If you want your picking to be the very best it can be, it's very important to understand the fundamental principles of playing the guitar with a pick. In this lesson, Nick Jennison guides you through the core concepts that will be used throughout this course - and which form the basis of any successful picking strategy.

Some important terminology:

"Alternate picking": a picking style that uses alternating downstrokes and upstrokes.

"Downstroke": a pickstroke that starts "above" the string (closer to the ceiling) and ends "below" the string (closer to the floor).

"Upstroke": a pickstroke that starts "below" the string (closer to the floor) and ends "above" the string (closer to the ceiling).

"Elbow mechanic": a style of alternate picking that uses movement of the forearm at at the elbow joint to move the pick across the string. While this strategy is often maligned, it's actually a perfectly viable way to move the pick.

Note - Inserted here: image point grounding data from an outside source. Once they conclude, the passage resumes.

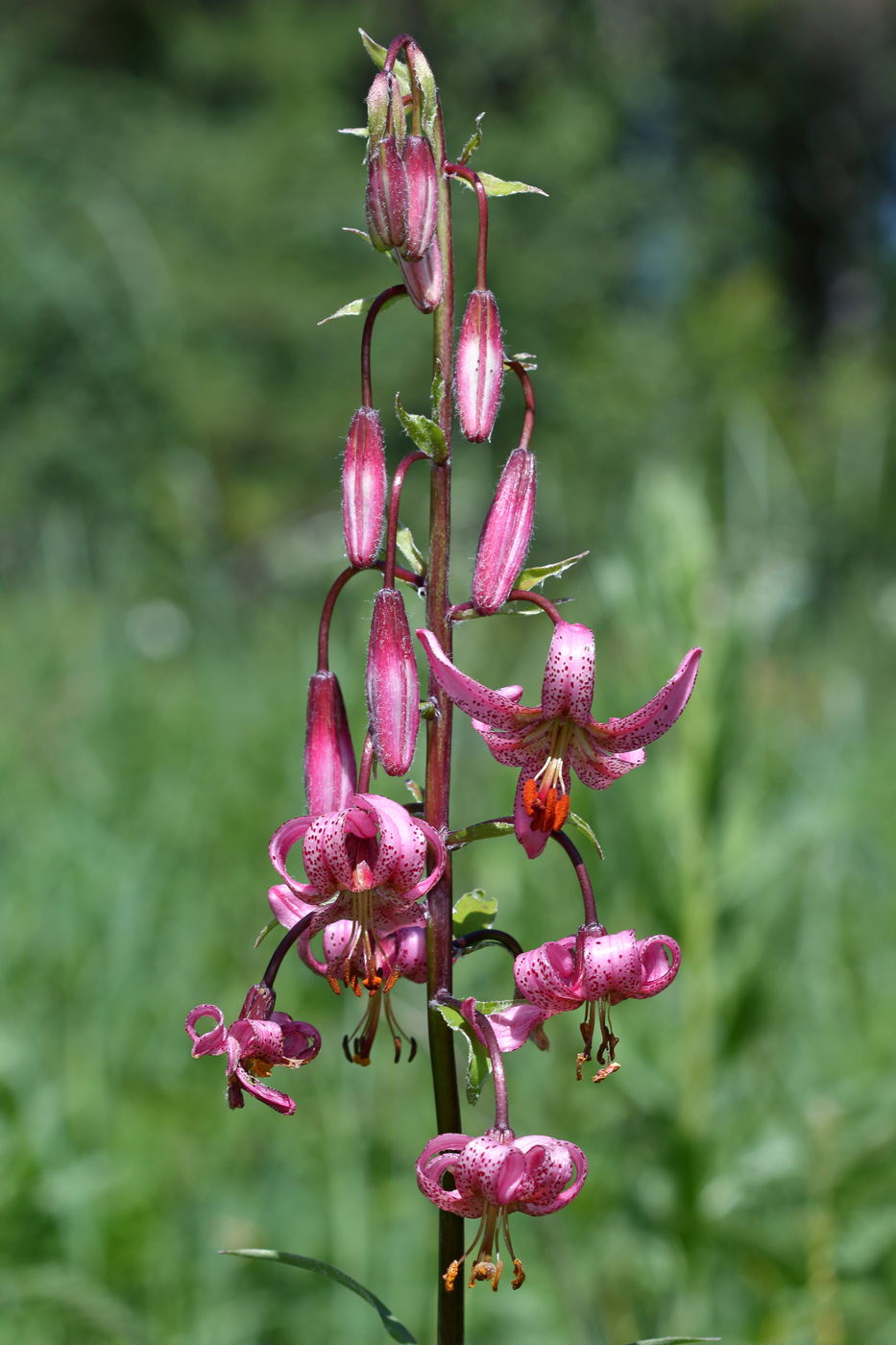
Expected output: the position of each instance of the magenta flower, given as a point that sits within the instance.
(363, 487)
(393, 690)
(368, 865)
(547, 740)
(479, 366)
(496, 1176)
(331, 773)
(254, 1046)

"Wrist mechanic": a style of alternate picking that uses side-to-side movement at the wrist joint to move the pick across the string, keeping the forearm static. Often held up as the "best" way to alternate pick - while this is certainly a useful and very viable movement, it's by no means the ONLY way to pick successfully.

"Finger mechanic": a style of alternate picking that uses movements of the thumb and index finger to move the pick from string to string, keeping the wrist and forearm static. While this style may feel clumsy for some players (myself included), others may find this to be a very effective way to pick. It's also very useful for hybrid picking and some economy picking situations, even if it's not your primary mechanic.

"Forearm/rotational mechanic": a style of alternate picking that uses a rotational movement of the forearm and wrist to move the pick across the strings. Often blended with a side-to-side wrist mechanic, this style of picking can be very effective, especially in a single-escape "escaped upstrokes" strategy (more on this later).

"Sweep picking": a picking style that strikes several adjacent strings, one after another, in a single motion. Frequently used for playing arpeggios, but definitely not limited to this application.

"Economy picking": a picking style that uses a combination of sweeps and alternate picking to find the most "efficient" way to play a line (ie: with the minimum number of escaped pickstrokes).

"Escaped pickstroke": A pickstroke that finishes it's travel "above" the plane of the strings (ie: further away from the guitar's body than the strings). This pickstroke is free to transition from string to string in any direction.

"Buried/trapped pickstroke": a pickstroke that finishes it's travel "below" the plane of the strings (ie: the tip of the pick is in the space between the guitar's body and the strings). This stroke makes it more difficult to transition from string to string using alternate picking, but can transition easily to another adjacent string using sweeping.

"Downstroke escape picking:" A picking style that moves the pick between "buried" upstrokes and "escaped" downstrokes.

"Upstroke escape picking:" A picking style that moves the pick between "escaped" upstrokes and "buried" downstrokes.